Erol Bey yine güzel bir anlatımla sayfanıza konuk olduk. Teşekkürler paylaşımınız için. Saygılarımla...
erolabi
Saygılarımı sınarım.
erolabi
hayırlı geceler Kardeşim.
Gerçekten, bu halk bu kadar sessiz, tepkisiz olmasaydı ve ülkeyi yönetenleri doğru seçebilseydi, çoktan Avrupa'nın en gelişmiş ülkelerinden biri olmuştuk. Petrol , telefon, elektrik, su, internet vb. daha nicelerini en pahalı kullanan halkız. Ne sesimiz çıkıyor, ne soluğumuz. Deprem oldu, deprem vergileri geldi ; deprem korkusu bitti, vergileri devam ediyor ! Akıllara zarar !
Güzel bir dille anlatılmış '' Beyaz '' değil de ''Kuzu '' olduğumuz..
Fikret TEZAL tarafından 12/26/2010 11:38:07 PM zamanında düzenlenmiştir.
erolabi
Ananemin kuzusu olsaydı keşke..
Bizim eğitimlimizin bile vatandaşlık haklarından haberi yok.
Vergi cennetinde yaşıyoruz.
Ve başarılı olduklarına şükrediyoruz hükümetlerin.
Rengimiz ne olursa olsun hepimiz biraz da olsa "Beyaz" ız.
Saygılarımla..
Dedim ya.... Erolabi bu ... Okuyucuyu yazısıyla peşine takıyor... Sonra bir yerinde zınk diye duruyor okuyanların başları bir yerlere çarpıyor.... Sonra Haaaa... diye başlanıyor dününülmeye...
Öptüm gözlerinden Erolum......
erolabi
Müstesna yorumuna ve samimiyetine en kalbi şükranlarımı arz eder saygılarımı sunarım.
yeni yılını kutlu olsun.
erolabi, yazı stiliniz güldürürken düşündürüyor. Yazının bazı yerlerinde gülmekten kendimi alamadım ama düşündüm de. Bizler, bana dokunmayan yılan bin yaşasın sözüne harfi harfine uyan insanlarız galiba.
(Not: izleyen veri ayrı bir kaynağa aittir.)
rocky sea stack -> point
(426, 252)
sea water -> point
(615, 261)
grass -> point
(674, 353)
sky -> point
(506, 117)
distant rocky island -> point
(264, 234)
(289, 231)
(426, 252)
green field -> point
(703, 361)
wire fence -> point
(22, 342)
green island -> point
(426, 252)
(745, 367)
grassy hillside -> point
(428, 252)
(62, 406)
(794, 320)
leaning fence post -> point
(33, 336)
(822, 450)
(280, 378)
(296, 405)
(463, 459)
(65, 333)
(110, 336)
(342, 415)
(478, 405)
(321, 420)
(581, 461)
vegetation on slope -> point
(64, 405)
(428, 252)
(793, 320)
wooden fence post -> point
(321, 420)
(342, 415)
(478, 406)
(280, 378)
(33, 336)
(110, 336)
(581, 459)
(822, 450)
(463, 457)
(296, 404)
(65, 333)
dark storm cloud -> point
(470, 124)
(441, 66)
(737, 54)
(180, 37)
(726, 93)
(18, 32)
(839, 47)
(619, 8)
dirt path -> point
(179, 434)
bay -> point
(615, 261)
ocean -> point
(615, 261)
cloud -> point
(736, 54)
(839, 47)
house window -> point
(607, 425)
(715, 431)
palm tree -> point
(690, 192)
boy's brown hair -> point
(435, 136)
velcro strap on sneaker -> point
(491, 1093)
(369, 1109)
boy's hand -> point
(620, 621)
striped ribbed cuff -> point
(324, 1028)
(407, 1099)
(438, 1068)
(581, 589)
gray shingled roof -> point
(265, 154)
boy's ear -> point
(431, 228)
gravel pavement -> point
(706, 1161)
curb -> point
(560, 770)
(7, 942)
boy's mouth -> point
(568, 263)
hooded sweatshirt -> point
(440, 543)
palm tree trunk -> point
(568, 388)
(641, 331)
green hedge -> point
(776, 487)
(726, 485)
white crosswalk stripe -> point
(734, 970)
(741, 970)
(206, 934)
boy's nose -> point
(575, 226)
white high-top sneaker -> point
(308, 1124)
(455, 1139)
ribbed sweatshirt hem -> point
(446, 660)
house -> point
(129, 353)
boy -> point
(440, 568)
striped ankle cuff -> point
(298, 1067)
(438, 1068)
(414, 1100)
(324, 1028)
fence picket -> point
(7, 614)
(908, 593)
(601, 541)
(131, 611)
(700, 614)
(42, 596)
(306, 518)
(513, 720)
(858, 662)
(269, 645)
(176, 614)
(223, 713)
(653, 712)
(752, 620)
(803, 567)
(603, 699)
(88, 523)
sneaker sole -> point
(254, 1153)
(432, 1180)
Ne zaman üzerimize binerlerse, işte o zaman sizin beyaz gibi biraz silkiniyoruz ama hasmımızı üzerimizden atamıyoruz. İneklerden ders mi almalıyız acaba:)))
Güzel bir yazıydı kutluyorum. Saygımla...
erolabi
Teşekkür ediyorum teveccüh ediyorsunuz.
yeni yılınızı kutlar sağlık ve saadetler dilerim
Zihin yoklamaya çok gerek yok ki;
Andımız; kaldırılıyor / kaldırılması gündemde.
Resmi dilimiz; İki oluyor / olmuyor - tartışılıyor.
İstiklal Marşımız'ın telif hakkını almamışız. Aldık / şükür.
Ülke topraklarımızın bir kısmında başka bir devlet kurulmak isteniyor / çalışılıyor.
İnek mi dediniz? Dünya Öküz'ün boynuzları üzerinde durmuyor muydu?
O, çok eskiden miydi?
Pardon, biz hangi yüzyıldaydık?
Saygılar.
Eser Akpınar tarafından 12/26/2010 8:53:27 PM zamanında düzenlenmiştir.